その記事で例として挙げられている「ソーシャルで「好き」を「仕事」にする方法...」という記事がFacebookでは拡散したのに対して、Twitterではそれほど広まらなかった理由は、私の考えでは、この記事のタイトルがインパクトが弱く、内容をうまく要約しきれていなかったこと、また、内容が特定の人向けだったためではないかと思う。Facebookではその筆者と同業者のソーシャルグラフがまとまっていて、そこを中心にしてひろまったのではないか。そのあたりを確認するためには、ソーシャルグラフのデータを解析する必要があるが、Facebookから簡単には手に入れることできない。

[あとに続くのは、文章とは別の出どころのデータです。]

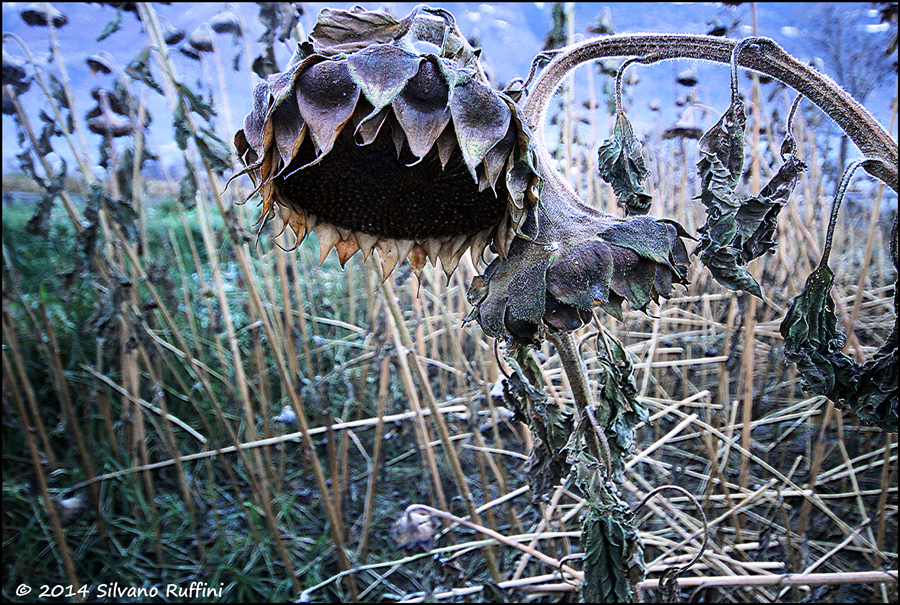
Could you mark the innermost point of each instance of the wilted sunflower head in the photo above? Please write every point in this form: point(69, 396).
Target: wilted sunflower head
point(385, 134)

逆に、「約3600円の格安7インチAndroidタブレット...」の記事はタイトルがうまくまとまっていて、読んでイメージし易く、Twitterで拡散し易かったのではないか。湯川さんの分析にあるリアルベースのSNSであるFacebookとそうではないTwitterの違い、という面もあるだろうが、本質は情報が流れ易い経路があるかどうか、だろう。

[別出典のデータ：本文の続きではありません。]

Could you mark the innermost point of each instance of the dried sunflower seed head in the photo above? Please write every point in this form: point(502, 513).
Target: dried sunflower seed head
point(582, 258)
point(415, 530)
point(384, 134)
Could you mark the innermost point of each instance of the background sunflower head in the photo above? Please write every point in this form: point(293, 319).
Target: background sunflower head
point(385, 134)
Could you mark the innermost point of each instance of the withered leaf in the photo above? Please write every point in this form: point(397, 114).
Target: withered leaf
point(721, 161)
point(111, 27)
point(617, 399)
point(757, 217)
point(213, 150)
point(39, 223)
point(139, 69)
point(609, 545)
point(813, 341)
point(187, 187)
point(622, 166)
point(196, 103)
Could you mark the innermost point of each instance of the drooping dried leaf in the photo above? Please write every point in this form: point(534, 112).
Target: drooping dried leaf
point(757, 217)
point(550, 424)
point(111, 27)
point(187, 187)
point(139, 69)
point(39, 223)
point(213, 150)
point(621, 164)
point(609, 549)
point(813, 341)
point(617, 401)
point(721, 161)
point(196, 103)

これをもっと極端に、「犬に噛まれた」と「人が犬を噛んだ」で対比してみると、
「犬に噛まれた」=>共感
「人が犬を噛んだ」=>ニュース
「人が犬を噛んだ」はFacebookやTwitterを含めたネットワークでもマスコミでも流れるだろう。「犬に噛まれた」はFacebookで流れたとしても、一部の知り合いが、「それは痛かっただろう」と共感してくれるだろうが、大規模に拡散することはないだろう。リアルな実名ネットワークでも拡散は無理。もし、犬に噛まれたことのある人たち同士がリンクしたネットワーク、例えば、mixiのコミュニティみたいなものがあったとしたら、その中では広まるだろう。「犬に噛まれた時につける薬」を販売している会社があるとすれば、そのようなネットワークにアクセスする必要がある。

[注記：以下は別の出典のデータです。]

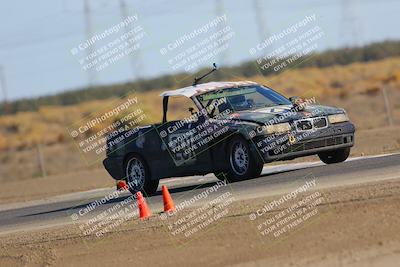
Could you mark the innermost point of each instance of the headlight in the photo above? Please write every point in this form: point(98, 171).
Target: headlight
point(338, 118)
point(277, 128)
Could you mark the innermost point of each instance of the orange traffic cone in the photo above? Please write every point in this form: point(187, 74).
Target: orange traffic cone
point(121, 185)
point(167, 199)
point(144, 211)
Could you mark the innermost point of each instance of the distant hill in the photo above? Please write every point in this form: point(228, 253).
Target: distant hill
point(342, 56)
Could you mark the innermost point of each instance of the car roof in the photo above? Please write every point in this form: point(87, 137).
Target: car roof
point(202, 88)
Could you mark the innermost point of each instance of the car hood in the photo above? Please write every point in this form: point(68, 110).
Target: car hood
point(283, 113)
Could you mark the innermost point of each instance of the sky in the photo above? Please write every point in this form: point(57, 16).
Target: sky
point(37, 37)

現実のFacebookで、犬に噛まれた人同士がフレンドになって広がるソーシャルグラフができるとは思いにくい。そもそも知り合いに犬が噛まれた人がいる確率は低い。ここまで考えたところで、
ITプラットフォームの変遷とポストFacebook時代を考察する
を思い出した。最後の部分で、筆者の斎藤さんは
「
「Facebookがよりオープンになると、次のステップとしてあるのが「ソーシャルグラフの自動生成」と「セレンディピティの飛躍的効率化」だろう。
」
と述べている。このソーシャルグラフの自動生成というのは、「犬に噛まれた」人たち同士を自動的につなぐことになるような気がする。それにはどうすればよいか。「犬に噛まれた」ことを書いたページやブログに+1やいいねした人たちを集めて、そこにアクセスできる、あるいは、その人たちがお互いに連絡できるようなグラフを生成すればよい。それはある意味簡単そうだけど、どんどんとネットワークができて、自分がそこに入るかどうか、など決定しなければならなくなって、それはそれで面倒そうだし、入ってくる情報もさらに増えてしまう。「犬に噛まれた時につける薬」の広告も入ってくることになる。情報の受け方の技術がさらに重要になってくる。